From first date to first interview and everything in between – the stress of making a good first impression is all too real. Even for the most social butterflies, meeting someone new can so often be stressful. We want to be charming, friendly and witty, but can never be quite sure how our new acquaintance will view us. However, if you think you have no control over the first impression you’re making, think again! Read on for five simple ways to put your best foot forward and make a great (and lasting) impression.
Dress to impress.
Wear the outfit that makes you feel amazing, no double-stick tape, safety pins, yanks or tugs necessary. The outfit you can walk in, dance in, breathe in – even after the dessert course. There’s nothing quite like the perfect outfit to keep your confidence soaring, but keep in mind: comfort is key. Opt for a comfortable shoe, save your toes the blisters, and plan to wear those 4-inch block heels on the second date.
Watch your body language.
It’s probably no surprise that our body language often speaks louder than our words. Think about what types of body language rub you the wrong way when you’re on the receiving end. For example, no one likes to be mid-conversation with someone only to catch them glancing over your shoulder, checking their email or peeking at the time. When meeting someone new, remember to be present. And perhaps keep your phone tucked in your purse.
Make purposeful small talk.
Show of hands: how many of you have been in a conversation with someone new and unavoidably turned to fail-safe small talk? (Guilty as charged.) The moment you both run out of things to say, most of us automatically fill the uncomfortable silence with commentary on the food or weather. Consider turning the conversation instead to more personal topics, like a favorite movie they’ve seen lately or what they enjoy doing on the weekends. Then…

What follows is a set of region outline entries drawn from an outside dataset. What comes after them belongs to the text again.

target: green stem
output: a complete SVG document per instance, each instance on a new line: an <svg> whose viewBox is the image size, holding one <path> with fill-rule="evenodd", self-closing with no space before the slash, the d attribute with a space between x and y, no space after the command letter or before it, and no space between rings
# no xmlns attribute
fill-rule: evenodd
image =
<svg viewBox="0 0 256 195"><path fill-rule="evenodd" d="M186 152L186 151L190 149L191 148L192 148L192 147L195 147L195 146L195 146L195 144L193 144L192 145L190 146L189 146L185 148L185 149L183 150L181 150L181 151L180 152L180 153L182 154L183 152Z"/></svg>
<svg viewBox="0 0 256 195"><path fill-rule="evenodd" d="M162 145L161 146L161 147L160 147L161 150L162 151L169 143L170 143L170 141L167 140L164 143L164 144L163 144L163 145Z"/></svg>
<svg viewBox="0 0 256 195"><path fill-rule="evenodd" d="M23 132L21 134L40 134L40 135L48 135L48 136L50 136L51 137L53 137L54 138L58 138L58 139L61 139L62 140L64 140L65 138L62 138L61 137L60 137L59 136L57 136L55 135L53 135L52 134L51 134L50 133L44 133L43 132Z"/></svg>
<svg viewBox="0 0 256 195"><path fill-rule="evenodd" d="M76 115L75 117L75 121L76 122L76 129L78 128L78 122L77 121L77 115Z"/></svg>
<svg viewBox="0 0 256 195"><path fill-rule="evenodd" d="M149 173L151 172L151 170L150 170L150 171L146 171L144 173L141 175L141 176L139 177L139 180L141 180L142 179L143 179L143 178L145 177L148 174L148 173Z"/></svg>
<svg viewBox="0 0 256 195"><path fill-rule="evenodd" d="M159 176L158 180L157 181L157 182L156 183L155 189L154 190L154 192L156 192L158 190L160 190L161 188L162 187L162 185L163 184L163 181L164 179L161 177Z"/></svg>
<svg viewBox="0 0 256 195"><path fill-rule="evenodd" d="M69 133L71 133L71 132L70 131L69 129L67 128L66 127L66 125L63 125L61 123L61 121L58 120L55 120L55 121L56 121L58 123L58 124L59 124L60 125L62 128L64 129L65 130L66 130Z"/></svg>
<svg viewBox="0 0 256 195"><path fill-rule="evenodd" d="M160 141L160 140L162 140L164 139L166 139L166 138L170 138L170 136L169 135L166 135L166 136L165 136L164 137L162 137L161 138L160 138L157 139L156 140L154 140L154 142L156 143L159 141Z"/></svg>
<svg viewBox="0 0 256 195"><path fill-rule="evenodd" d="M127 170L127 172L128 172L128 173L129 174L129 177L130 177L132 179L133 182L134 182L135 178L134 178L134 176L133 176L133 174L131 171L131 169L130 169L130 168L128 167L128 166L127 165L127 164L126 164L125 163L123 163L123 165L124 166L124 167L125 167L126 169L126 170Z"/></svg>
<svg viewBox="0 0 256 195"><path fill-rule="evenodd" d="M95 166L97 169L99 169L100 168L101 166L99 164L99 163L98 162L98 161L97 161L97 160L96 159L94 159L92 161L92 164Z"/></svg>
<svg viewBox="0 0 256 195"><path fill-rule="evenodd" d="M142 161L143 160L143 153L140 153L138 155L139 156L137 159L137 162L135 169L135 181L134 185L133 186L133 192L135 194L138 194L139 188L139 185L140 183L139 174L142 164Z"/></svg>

Ask questions that matter, encourage them to elaborate, let them know you’re listening – and then, of course, actually listen. Having a genuine curiosity about another person’s life gives them the confidence to open up a bit more. And on the other end, make sure your own responses are more than just bare bones. Don’t just answer what you do for a living. Share why you chose that career, the people you enjoy working with; maybe even ask for advice. Giving them a few personal details of your own will open the door to a more meaningful conversation. Just try to remember the two big don’t’s here: no complaining, and no over-sharing. This is only the first impression, after all.
Relax and remember: you’re probably not the only one who’s anxious.
Chances are, whoever is on the other side of the table is just as nervous as you. So be yourself, break out a smile, and have confidence in the fact that first impression anxiety comes from both sides. If you’re comfortable, you will definitely make the other person more comfortable. And one surefire way to leave a good impression is to leave them feeling good about themselves!